This is helpful, because you want to know if she is gaining weight at a healthy rate and if any changes are needed in the care of your baby. But it also begins that tiny bit of doubt about how your little boy or girl is going to measure up in school and in life.

We really cannot help it. You watch another little boy toss a ball and your eyes follow the high arc it makes and then see your son fumble awkwardly with the ball. You want him to succeed, to not only succeed but excel. You worry about his self-esteem and confidence.

The comparison game leaves out one very important fact; every child is different and every single person has at least one built in talent. Your job as the parent is to find that talent, that skill that may come easily to your child. And once it is found, you will want to encourage and validate her achievements continually and enthusiastically.

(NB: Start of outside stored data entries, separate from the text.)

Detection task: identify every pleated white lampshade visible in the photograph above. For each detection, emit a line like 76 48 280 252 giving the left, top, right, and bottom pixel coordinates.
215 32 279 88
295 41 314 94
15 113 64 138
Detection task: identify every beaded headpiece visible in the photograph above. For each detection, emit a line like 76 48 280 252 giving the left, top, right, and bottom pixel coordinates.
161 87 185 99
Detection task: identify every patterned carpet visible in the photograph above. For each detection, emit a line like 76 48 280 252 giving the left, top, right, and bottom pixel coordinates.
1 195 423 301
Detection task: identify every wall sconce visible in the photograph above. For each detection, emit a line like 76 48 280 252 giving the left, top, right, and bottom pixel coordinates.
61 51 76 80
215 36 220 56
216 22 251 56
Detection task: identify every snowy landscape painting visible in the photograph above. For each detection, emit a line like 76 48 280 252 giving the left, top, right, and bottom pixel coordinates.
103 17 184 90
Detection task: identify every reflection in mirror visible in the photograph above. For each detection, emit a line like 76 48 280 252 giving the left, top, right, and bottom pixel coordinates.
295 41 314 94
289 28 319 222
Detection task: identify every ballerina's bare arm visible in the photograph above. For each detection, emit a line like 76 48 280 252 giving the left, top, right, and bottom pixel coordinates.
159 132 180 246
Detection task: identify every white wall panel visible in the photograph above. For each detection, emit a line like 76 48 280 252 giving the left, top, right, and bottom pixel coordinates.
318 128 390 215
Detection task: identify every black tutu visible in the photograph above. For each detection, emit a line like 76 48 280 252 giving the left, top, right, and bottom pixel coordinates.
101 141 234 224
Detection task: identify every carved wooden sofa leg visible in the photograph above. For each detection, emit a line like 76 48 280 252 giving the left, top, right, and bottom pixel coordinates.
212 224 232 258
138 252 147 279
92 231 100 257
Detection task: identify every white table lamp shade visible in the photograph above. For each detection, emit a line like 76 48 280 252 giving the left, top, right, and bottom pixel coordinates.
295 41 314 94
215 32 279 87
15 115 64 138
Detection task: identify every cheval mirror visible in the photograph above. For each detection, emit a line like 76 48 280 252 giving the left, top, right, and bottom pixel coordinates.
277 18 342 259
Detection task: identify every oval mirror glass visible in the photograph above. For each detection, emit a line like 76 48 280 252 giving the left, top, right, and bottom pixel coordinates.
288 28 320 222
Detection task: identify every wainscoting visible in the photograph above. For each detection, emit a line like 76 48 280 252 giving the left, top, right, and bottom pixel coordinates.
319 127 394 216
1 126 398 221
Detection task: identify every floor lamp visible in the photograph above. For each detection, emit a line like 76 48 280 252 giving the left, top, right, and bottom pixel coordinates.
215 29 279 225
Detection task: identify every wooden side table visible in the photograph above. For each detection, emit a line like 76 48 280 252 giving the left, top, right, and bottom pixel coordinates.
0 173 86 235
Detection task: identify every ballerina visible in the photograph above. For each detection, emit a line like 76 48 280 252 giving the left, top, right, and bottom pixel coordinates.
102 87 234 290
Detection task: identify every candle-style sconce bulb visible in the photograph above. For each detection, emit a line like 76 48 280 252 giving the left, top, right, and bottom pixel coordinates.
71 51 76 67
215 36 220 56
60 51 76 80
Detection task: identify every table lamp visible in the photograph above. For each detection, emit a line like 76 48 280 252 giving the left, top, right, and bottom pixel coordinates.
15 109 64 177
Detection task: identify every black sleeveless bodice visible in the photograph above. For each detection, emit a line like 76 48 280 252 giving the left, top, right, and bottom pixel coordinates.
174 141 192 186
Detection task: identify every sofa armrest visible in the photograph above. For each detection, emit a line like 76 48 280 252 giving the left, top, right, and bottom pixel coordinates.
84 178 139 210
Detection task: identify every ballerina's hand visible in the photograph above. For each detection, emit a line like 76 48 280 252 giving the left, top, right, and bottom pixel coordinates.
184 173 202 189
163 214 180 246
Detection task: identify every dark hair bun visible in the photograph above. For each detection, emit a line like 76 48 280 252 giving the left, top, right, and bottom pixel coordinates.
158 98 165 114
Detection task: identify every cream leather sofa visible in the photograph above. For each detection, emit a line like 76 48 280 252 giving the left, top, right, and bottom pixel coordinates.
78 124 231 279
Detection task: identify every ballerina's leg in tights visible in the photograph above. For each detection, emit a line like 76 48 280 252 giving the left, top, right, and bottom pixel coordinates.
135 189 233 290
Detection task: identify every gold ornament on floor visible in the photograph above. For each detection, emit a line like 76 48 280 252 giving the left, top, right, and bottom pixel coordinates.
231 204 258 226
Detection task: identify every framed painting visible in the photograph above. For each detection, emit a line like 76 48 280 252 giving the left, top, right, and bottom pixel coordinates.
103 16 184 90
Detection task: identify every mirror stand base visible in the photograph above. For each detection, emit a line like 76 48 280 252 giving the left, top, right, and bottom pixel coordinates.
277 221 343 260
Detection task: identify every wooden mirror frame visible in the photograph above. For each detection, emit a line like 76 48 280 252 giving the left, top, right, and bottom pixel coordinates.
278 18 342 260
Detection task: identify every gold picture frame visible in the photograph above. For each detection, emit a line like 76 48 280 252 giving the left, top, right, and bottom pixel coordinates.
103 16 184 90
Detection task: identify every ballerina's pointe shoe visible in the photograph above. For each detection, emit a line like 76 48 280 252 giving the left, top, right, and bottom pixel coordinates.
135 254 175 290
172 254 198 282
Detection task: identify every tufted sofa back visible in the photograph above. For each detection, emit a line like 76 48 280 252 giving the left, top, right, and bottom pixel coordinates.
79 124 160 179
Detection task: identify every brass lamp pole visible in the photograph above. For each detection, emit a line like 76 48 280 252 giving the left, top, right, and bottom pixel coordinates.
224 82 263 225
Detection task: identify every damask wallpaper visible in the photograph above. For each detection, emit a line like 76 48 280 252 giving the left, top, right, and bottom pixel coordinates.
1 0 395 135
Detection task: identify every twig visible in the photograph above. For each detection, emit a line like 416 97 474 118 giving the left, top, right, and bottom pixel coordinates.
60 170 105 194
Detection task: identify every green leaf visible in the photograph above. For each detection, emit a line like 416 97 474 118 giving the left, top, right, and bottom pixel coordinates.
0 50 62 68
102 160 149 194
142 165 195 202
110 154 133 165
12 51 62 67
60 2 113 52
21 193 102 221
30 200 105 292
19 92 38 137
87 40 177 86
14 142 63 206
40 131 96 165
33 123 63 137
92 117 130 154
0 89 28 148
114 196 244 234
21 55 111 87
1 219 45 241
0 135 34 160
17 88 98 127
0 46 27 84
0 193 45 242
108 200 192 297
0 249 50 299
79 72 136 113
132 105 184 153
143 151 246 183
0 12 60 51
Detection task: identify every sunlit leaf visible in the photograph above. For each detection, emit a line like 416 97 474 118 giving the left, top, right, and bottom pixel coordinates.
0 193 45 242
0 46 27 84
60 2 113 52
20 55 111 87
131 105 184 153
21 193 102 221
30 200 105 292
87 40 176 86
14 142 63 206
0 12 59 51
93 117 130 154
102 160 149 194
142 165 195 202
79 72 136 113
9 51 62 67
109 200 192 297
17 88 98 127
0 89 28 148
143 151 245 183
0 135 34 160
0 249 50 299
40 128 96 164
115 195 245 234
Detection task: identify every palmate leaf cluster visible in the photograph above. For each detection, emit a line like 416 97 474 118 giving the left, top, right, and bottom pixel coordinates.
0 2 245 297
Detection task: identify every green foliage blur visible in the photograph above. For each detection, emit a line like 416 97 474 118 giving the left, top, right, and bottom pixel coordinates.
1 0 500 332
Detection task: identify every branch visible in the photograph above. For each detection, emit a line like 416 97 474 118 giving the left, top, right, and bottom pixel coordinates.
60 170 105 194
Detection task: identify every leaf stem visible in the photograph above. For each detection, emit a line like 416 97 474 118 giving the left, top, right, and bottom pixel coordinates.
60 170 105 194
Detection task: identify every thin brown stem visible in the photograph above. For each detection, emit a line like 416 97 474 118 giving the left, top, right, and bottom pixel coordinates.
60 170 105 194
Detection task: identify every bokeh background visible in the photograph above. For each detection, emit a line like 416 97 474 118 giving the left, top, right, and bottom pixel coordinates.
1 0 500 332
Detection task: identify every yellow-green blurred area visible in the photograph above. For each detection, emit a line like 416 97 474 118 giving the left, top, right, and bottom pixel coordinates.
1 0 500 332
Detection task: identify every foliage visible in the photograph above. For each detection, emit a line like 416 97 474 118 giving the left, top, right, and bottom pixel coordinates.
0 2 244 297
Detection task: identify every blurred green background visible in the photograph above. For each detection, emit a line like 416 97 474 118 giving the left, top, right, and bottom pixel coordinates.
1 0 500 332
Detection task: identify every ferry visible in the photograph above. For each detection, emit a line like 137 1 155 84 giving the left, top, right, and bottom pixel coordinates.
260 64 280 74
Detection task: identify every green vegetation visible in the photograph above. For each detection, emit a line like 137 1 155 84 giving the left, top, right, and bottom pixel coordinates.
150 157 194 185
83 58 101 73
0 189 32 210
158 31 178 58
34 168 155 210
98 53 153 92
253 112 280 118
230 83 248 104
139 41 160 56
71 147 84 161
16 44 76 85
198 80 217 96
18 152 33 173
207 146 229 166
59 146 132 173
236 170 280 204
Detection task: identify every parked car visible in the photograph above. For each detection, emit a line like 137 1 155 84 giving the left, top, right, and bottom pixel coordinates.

Does your little one like to bang pots and pans or draw and paint? Is he a great storyteller? Is she really good at chatting with strangers in the store? Do numbers and math problems seem easy and effortless?

These little sparks of individuality may be clues to your child’s gift or talent. It is better to over praise a child for something they do than to hold back on praise for fear of the child getting “big-headed” or cocky. Everyone needs to feel good about themselves in at least one area. Go ahead and pour on the “bravos” and high fives. Each one is building a happier child who will grow into a happier adult. And simply remove yourself from the playground game of competition. Your family will win!